President Zuma condemned the violence but refrained from criticizing the
police, saying in a statement that “there is enough space in our
democratic order for any dispute to be resolved through dialogue without
any breaches of the law or violence.” He said he had “instructed law
enforcement agencies to do everything possible to bring the situation
under control and to bring the perpetrators of violence to book.”
Frans Baleni, general secretary of the National Union of Mineworkers,
defended the police in an interview with Kaya FM, a radio station.
“The police were patient, but these people were extremely armed with
dangerous weapons,” he said.
The strike reflected a deep anger at the slow pace of South Africa’s
transformation. When Joyce Lebelo moved to the informal settlement near
a platinum mine in 1998, she built only a tiny shack, thinking the new
government would soon provide her with a proper house. She is still waiting.
“When we voted, we didn’t think we would spend 10 years living in a
shack,” she said, sitting beneath the tin roof of her tin-walled house,
which she has expanded over the years to include a kitchen, bedrooms, a
dining room and wall-to-wall carpeting. But bricks and mortar, not to
mention running water and electricity, are still a distant dream.
“The promises they made, they have not delivered,” Ms. Lebelo said. “The
people who got power are fat and rich. They have forgotten the people at
And Ms. Lebelo, who has a job cooking school lunches and whose husband
works as a driver at a platinum mine, is one of the lucky ones: at least
her family has two incomes.
Unemployment is a major problem in mining areas, said John Capel of the
Bench Marks Foundation, a research and advocacy organization that
studies mining communities.
“There is a kind of desperation, a lack of hope and a resentment for the
mining industry and the government,” Mr. Capel said. “We have been
warning for years of these potential uprisings. People are angry.”

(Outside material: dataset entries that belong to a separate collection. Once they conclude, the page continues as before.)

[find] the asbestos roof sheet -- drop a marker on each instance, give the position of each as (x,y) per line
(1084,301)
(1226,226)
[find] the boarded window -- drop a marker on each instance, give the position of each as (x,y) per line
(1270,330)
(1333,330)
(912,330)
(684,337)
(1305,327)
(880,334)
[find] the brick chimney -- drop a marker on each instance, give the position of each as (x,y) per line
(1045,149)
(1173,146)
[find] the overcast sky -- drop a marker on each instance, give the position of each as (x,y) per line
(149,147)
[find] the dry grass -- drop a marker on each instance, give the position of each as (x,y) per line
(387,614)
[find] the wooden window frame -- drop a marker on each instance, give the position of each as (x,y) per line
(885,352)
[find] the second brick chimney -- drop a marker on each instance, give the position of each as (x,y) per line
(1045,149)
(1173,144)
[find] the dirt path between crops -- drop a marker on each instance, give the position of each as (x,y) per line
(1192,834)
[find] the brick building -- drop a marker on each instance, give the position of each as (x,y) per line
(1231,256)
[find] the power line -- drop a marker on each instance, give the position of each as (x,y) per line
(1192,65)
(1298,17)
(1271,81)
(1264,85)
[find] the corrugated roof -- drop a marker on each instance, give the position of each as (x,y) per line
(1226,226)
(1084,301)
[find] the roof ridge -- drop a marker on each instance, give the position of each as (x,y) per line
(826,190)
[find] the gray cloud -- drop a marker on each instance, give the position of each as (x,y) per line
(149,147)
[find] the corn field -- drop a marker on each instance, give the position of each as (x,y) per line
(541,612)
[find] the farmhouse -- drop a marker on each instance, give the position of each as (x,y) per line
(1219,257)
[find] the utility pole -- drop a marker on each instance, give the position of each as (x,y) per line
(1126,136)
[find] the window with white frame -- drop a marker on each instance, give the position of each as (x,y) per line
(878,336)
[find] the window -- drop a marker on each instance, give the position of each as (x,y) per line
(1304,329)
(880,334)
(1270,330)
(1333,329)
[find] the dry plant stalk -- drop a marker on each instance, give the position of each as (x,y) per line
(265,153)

A senior member of the rival union, A.M.C.U., says that workers are
angry and feel betrayed by the party that liberated South Africa.
“We made the A.N.C. what it is today, but they have no time for us,” the
union leader said, asking that his name be withheld because he feared
reprisals from the government. “Nothing has changed, only the people on
top, and they just keep getting more money.”